Well now let me see now I left School for College in 1964. My major
subjects were Industrial Electronics and Computing.
We were taken to Harwell Research centre to see 'The' Computer. It was
an ICL 1900 series system. It took up three floors of a substantial
building. Input on the top floor (80col Cards and papertape). Processing
and storage on the middle floor and output on the ground floor. Had to
be that way or the vibration from the line printers would have shaken
the building to pieces.
I remember it was called Atlas and even had an operating system called
George III. So that's just over 40 years ago. In computer terms
certainly vintage if not veteran.
Rod Smallwood
-----Original Message-----
From: cctech-bounces at
classiccmp.org
[mailto:cctech-bounces at
classiccmp.org] On Behalf Of Ethan Dicks
Sent: 14 May 2007 16:39
To: General Discussion: On-Topic and Off-Topic Posts
Subject: Re: A local computer history group for my area . . .
On 5/14/07, Gordon JC Pearce <gordon at gjcp.net> wrote:
Funny, I don't think my PDP-11 is *that* old.
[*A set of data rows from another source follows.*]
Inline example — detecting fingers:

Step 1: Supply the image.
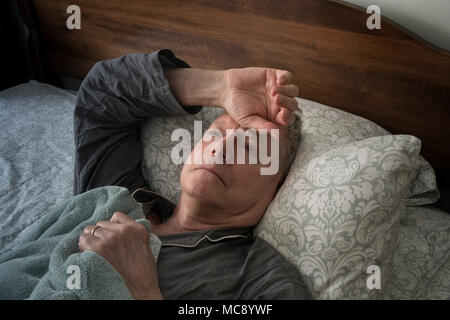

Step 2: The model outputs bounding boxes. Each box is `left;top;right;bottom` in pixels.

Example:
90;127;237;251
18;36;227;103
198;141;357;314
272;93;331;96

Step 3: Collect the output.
274;107;295;127
83;224;112;239
96;220;116;230
82;216;123;241
79;232;102;252
274;94;299;112
110;211;133;224
271;84;299;98
276;70;293;86
105;213;150;237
It
seems to date from
around 1986. I can't call a computer that was built while I was doing
my 'O' grades "old", I just
can't...
Yeah... the definition of "old" tends to be quite subjective, as in
"prior to what was current when _I_ got started with foo."
I tend to think of "old" as 100% TTL designs, i.e. - pre-microprocessor,
but that's because I got my start with the 6502 and 1802, then later
came upon M-series DEC logic-based machines (like the PDP-8/L).